Regardless of the results, Yoon will stay in power and his major foreign policies will likely be unchanged. But the ruling party’s big election defeat could set back Yoon’s domestic agenda and leave him facing an intensifying political offensive by his liberal opponents.
Exit polls sponsored by South Korea's major TV stations earlier predicted a bigger win by the opposition parties.
“We did our best to do politics that follow public sentiments, but results of exit polls are disappointing,” ruling party Han Dong-hoon said in televised comments. “We’ll watch ballot counting to the end.”
After gathering to watch TV broadcasts showing results of the exit polls, Democratic Party members cheered and clapped their hands. “We’ll humbly watch the people’s choices to the end. Thanks much!” party leader Lee Jae-myung told reporters.
Of the 300 seats, 254 will be elected through direct votes in local districts, and the other 46 to the parties according to their proportion of the vote. The final voter turnout for South Korea’s 44 million eligible voters was tentatively estimated at 67%, the highest for a parliamentary election since 1992, according to the National Election Commission.
Ahead of the election, the conservatives and their liberal rivals exchanged toxic rhetoric and mudslinging. Their mutual contempt deepened during the 2022 presidential election, during which Yoon and Lee, then the Democratic Party candidate, spent months demonizing each other. Yoon eventually beat Lee in the country’s most closely fought presidential contest.

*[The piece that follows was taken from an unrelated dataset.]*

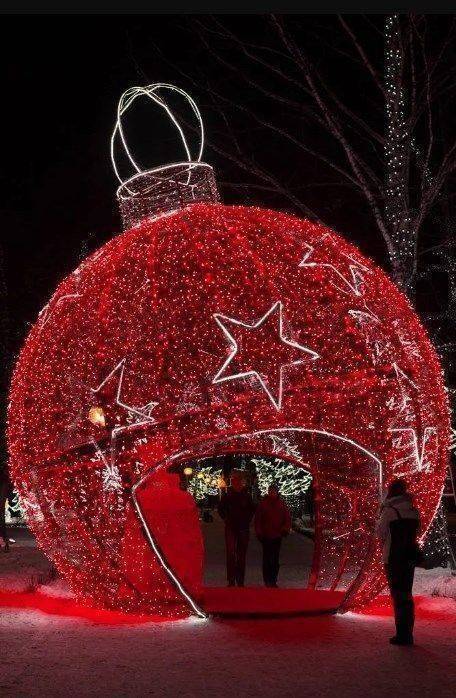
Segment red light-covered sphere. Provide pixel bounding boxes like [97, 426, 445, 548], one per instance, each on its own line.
[9, 203, 449, 617]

Lee is now a harsh critic of Yoon’s policies and is eyeing another presidential bid. His main potential conservative rival in the next presidential race is Han, an ally of Yoon who served as his justice minister. Lee faces an array of corruption investigations that he argues are politically motivated and pushed by by Yoon’s government.

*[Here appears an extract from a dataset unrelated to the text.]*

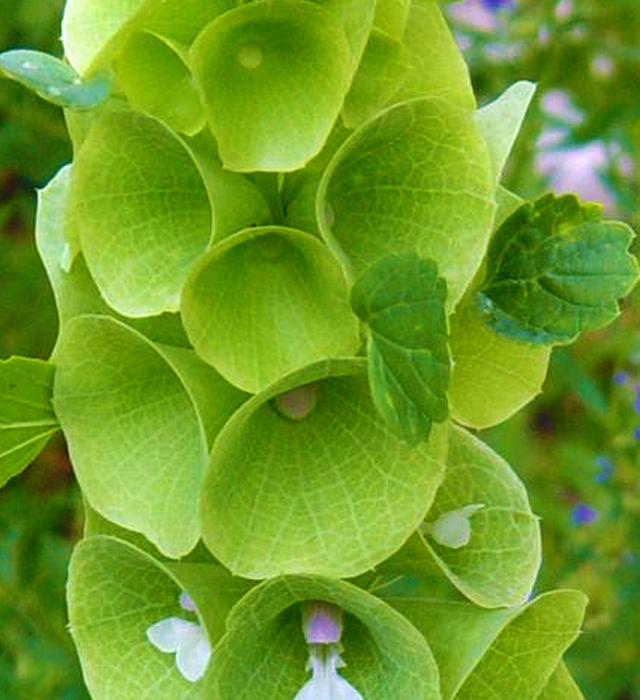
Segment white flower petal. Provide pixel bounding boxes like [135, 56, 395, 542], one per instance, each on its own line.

There was brief soul-searching about South Korea’s divisive politics after Lee was stabbed in the neck in January by a man who, according to police, tried to kill Lee to prevent him from becoming president. But as the parliamentary election approached, the rival parties began churning out abusive rhetoric and crude insults against each other.
During the election campaigning, Han called Lee “a criminal” and labeled his past comments as “trash.” Lee’s party spokesperson described Han’s mouth as a “trash bin.” Han accused Lee of using a sexist remark against a female ruling party candidate.
Chung Jin-young, a former dean of the Graduate School of Pan-Pacific International Studies at Kyung Hee University, predicted that the opposition parties could win a combined 150 to 180 seats.
“That would cause a political deadlock for the Republic of Korea for the next three years, as both the ruling and opposition parties can’t pursue things unilaterally and won’t likely make terms with each other,” Chung said.
Earlier this year, Yoon saw rising approval ratings over his strong push to drastically increase the number of medical students despite vehement protests by incumbent doctors. Yoon has said he aims to create more doctors to brace for the country’s rapidly aging population, but thousands of young doctors have gone on strike, saying that schools can’t handle an abrupt increase in students.
The doctors’ walkouts eventually left Yoon facing growing calls to find a compromise, with patients and others experiencing delays of surgeries and other inconveniences. Yoon’s ruling party has also been struggling with rising prices of agricultural products and other goods and criticism of Yoon’s personnel management style.
“This election is an assessment of Yoon’s presidency. The stakes for him are whether he’s able to fully implement his liberal democratic agenda, which is his top priority,” Duyeon Kim, a senior analyst at the Washington-based Center for a New American Security, said. “He and his party have criticized the previous progressive party for democratic backsliding.”